Court Opinion

ID: 9717081
Source: CourtListenerOpinion
Date Created: 2023-08-26 06:57:30.1959+00
Date Added: 2024-06-11T18:23:51.081400
License: Public Domain

GARRARD, Judge,
concurring.
I concur with the majority except for its analysis of the effect of the plaintiffs having entered into a loan receipt agreement with one of the defendants. Admittedly language used by the court in American Transport Co. v. Cont. Ind. R.R. Co. (1970), 255 Ind. 319, 264 N.E.2d 64 supports the majority's position.
Yet we have learned much concerning loan receipt agreements since that case was decided. While the basic concept of such agreements may be the same, they exist in almost infinite variety as to the terms, conditions and amounts subject to repayment. Certainly, in the extreme an agreement could be constructed with the amount of repayment so small or the condition so far-fetched that the court might conclude it was in fact something else. That is not my concern.
The cases appear to genuinely adhere to the concept that the plaintiff is entitled to only one satisfaction. I do not disagree. But if that is so, why should monies received upon a covenant not-to-sue or a covenant not-to-execute be counted toward that satisfaction? According to the recitations of the parties the money is paid as a consideration for the promise or to avoid the expense and uncertainty of litigation, not as compensation for injury. Many would deem it silly to allow such a transparent device to alter the substance of what was being done and thereby evade the mandate of a principle we indorse in the law.
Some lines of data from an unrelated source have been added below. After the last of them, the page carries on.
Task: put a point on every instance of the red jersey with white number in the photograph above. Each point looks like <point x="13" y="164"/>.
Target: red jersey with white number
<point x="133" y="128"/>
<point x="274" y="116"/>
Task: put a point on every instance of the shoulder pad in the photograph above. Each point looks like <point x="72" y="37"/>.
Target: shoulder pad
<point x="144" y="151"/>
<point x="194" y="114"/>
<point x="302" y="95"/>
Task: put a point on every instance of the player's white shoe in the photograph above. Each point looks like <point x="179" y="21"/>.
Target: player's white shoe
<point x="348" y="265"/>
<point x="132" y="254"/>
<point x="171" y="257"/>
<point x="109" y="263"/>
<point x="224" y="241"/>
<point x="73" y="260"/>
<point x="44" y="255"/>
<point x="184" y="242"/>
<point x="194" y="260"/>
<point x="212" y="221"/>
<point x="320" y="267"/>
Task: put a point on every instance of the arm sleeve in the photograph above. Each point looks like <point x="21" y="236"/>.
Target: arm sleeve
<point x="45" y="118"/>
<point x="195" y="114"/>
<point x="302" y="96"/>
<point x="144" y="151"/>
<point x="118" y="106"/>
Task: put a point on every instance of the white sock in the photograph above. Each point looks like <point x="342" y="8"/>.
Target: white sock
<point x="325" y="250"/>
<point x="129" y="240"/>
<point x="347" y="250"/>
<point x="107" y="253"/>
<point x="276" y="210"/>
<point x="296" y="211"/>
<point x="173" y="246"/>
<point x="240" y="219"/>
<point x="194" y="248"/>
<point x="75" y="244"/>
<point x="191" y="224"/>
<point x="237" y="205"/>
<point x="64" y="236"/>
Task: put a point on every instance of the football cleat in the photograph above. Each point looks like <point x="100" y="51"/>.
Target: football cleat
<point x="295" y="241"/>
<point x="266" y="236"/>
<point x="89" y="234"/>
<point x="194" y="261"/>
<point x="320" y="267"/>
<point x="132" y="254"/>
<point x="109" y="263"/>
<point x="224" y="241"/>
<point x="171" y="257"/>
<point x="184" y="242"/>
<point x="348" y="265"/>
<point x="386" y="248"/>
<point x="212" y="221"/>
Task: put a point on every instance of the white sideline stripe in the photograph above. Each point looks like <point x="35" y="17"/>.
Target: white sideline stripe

In point of fact much the same thing oceurs in the typical "genuine" loan receipt agreement. Under the agreement in the case at bar the plaintiffs received $200,000. The agreement then understandably excluded the workmen's compensation payments which plaintiff received or might receive from consideration. The plaintiffs were then obliged to repay 25% of the first $400,000 they recovered from the other defendants, whether by settlement or judgment. If they recovered more than $400,-*126000 they were liable on a dollar for dollar basis for the remaining 75%.
Of course, whatever actual amounts they were obligated to repay were not and should not be treated as "satisfaction." On the other hand it seems inescapable to me that to the extent there was no obligation to repay in fact, there was a partial satisfaction and the law should recognize it.
The court in American Transport Co. recognized the desirability of permitting loan receipt agreements. That desirability does not appear to me to be hindered by enforcing the rule that amounts received which under the terms of the agreement need not be repaid, constitute a partial satisfaction of a plaintiff's claim.
I would therefore also credit against the judgment the amount paid under the loan receipt agreement which Sanders had no obligation to repay.